The chemo drugs burned all the cells in me, good and bad. I was down to skin and bone. Another issue was the burning that dried up my skin. I soaked in the hot bath for an hour each night. After the tough skins got soften a little bit, I scrubbed off the dead skin gently. After drying off, I put layers of lotion, and thick cream, and then lotion all over my body. The cream only served as sealing of my skin. As soon as the cream dried up, I felt itchy everywhere. It would take months down the road for the new skin to be the replacement of the dead skin. Soaking in the bath before bedtime helped me not to feel itchy at night. There were a few nights I could not get enough hot water for the bath, my husband boiled the water on the stove and carried pots of hot water to fill the bathtub. I could never forget about what he did for me!

As far as my body temperature, it was very difficult to describe. On one hand, I didn’t have enough blood to keep me warm, so I bundled up from head to toes in a warm spring time. Yet the drugs continue to burn and made my skin sensitive and hot. Bedtime was a drag for me. When I went to bed, I put a sheet between my legs so they would not have direct contact. With covers on, I would be too hot. Without covers on, I would be cold. So I just put a sheet over my upper body. I took medication to help me sleep, yet all the discomfort took three or four hours to be calmed down before I felt asleep. My husband kept very quiet when he got up in the morning. I had the mask on so the sunlight didn’t wake me up. It was about nine or ten o’clock when I woke up.

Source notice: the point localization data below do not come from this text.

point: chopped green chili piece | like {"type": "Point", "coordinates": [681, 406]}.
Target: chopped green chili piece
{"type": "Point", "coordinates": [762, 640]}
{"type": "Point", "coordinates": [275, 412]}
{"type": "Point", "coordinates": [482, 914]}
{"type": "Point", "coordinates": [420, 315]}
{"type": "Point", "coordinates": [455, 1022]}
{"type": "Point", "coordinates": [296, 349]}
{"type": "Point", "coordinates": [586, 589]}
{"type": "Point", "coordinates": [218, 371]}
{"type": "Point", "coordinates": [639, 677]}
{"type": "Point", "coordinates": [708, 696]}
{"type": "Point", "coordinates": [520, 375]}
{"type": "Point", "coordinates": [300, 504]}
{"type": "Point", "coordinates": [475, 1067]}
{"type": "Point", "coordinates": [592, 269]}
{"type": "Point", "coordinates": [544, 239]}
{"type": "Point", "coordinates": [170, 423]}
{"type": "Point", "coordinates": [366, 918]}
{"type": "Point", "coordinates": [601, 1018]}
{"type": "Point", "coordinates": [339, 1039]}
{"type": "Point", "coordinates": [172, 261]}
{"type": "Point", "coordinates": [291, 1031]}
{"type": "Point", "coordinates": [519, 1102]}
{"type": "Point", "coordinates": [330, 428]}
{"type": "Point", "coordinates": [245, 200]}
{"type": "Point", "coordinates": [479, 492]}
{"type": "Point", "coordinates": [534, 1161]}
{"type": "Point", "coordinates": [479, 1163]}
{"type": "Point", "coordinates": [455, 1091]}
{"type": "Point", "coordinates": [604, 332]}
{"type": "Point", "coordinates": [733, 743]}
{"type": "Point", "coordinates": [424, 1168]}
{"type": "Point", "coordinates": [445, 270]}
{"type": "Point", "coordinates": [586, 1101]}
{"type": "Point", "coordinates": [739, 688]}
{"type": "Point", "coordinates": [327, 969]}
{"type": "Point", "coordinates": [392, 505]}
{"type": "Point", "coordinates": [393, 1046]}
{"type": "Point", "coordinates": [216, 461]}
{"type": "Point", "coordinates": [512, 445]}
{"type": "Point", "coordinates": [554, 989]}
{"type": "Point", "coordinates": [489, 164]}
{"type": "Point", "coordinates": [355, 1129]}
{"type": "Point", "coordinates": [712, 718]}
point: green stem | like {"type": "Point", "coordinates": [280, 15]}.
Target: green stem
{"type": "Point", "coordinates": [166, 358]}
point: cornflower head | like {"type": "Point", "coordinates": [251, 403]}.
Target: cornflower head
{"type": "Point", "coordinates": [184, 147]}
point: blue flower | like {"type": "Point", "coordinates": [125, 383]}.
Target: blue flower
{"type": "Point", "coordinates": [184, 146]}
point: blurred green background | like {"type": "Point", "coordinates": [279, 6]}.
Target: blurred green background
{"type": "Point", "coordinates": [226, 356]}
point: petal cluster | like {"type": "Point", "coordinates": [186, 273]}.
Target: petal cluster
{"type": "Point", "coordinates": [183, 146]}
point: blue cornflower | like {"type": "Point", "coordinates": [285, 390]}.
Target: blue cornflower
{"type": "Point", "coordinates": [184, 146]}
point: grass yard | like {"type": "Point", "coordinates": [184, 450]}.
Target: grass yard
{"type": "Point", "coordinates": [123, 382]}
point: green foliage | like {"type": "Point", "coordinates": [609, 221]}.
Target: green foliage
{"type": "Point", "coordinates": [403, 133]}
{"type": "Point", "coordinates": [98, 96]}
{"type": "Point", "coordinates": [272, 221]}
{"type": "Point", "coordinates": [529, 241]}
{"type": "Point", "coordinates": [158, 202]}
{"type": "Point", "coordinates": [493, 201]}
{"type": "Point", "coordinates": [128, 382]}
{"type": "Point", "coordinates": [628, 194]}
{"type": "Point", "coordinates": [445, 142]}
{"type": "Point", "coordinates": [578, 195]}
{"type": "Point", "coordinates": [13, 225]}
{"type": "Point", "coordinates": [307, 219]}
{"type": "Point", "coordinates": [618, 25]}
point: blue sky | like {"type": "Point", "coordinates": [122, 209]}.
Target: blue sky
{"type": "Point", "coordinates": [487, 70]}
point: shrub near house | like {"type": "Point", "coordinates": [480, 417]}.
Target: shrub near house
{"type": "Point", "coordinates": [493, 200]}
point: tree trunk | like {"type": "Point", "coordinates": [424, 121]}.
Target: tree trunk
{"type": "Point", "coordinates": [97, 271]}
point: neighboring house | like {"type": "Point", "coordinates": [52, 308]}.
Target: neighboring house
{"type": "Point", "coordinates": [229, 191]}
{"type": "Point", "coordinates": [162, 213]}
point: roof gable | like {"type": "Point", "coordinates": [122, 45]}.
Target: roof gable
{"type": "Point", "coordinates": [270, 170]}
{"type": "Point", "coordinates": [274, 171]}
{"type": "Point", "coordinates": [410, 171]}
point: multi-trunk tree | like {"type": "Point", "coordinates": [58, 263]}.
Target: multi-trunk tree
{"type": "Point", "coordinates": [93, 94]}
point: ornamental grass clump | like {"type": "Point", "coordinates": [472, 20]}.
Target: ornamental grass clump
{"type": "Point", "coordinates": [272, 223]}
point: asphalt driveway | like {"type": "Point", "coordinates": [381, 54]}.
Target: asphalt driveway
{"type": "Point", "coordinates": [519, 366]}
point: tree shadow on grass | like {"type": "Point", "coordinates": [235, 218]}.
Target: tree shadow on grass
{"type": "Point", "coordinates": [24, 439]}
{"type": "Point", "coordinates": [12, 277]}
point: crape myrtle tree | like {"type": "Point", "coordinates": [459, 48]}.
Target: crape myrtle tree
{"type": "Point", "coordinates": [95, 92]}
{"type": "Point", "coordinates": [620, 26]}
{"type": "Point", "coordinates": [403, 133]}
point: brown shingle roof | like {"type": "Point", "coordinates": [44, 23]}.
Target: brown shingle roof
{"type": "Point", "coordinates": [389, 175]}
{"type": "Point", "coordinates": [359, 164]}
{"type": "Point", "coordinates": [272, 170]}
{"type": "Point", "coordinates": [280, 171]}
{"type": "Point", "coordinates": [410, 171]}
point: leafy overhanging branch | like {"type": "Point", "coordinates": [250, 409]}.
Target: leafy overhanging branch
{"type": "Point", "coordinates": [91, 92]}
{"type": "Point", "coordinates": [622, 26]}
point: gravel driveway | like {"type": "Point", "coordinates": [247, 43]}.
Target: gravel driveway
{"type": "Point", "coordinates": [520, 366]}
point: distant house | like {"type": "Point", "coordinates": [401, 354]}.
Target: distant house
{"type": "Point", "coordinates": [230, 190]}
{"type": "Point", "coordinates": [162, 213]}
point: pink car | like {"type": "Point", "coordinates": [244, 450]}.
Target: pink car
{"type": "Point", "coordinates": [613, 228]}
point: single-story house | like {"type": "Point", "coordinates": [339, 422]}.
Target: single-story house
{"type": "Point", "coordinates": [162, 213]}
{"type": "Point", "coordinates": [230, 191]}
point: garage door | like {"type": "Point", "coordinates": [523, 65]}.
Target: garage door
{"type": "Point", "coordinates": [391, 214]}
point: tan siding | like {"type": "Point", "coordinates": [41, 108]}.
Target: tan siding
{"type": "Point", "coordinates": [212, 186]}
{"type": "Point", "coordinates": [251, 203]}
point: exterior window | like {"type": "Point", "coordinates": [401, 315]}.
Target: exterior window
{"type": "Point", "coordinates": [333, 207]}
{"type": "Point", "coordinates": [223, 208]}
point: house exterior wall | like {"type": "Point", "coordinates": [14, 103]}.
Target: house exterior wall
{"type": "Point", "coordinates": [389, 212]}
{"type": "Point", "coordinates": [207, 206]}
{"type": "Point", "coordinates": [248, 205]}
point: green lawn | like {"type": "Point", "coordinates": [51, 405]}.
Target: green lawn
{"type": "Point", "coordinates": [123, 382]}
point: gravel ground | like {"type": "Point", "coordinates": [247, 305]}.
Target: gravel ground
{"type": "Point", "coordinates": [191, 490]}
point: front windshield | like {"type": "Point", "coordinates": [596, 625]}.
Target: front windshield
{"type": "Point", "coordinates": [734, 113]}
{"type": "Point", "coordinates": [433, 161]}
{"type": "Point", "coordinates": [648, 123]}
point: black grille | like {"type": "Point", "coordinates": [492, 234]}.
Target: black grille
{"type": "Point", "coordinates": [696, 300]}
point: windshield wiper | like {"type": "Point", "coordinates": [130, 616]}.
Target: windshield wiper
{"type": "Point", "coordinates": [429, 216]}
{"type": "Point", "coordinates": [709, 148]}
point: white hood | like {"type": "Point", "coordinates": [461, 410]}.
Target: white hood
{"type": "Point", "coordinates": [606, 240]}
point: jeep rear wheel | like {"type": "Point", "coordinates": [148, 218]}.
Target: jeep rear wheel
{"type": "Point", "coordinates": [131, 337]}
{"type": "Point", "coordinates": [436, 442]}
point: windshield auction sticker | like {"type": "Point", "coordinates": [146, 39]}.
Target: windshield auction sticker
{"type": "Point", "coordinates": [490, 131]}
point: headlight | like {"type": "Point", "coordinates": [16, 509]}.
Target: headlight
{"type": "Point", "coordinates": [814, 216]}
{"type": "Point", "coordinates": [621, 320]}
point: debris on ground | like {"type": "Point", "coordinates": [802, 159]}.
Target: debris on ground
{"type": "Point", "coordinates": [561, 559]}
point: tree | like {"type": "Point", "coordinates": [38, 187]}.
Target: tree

During this time, the world was thousands of miles away from me. The pain, discomfort, and weakness were ever present. This was also a time I felt the Lord was right next to me. I talked with Him all the time. I just said to him, “Please help me through this. I need to get well. I need to be well for my husband and my daughter.” His assurance gave me hope. His Word gave me strength and endurance to take a tiny step at a time. I knew I could make it.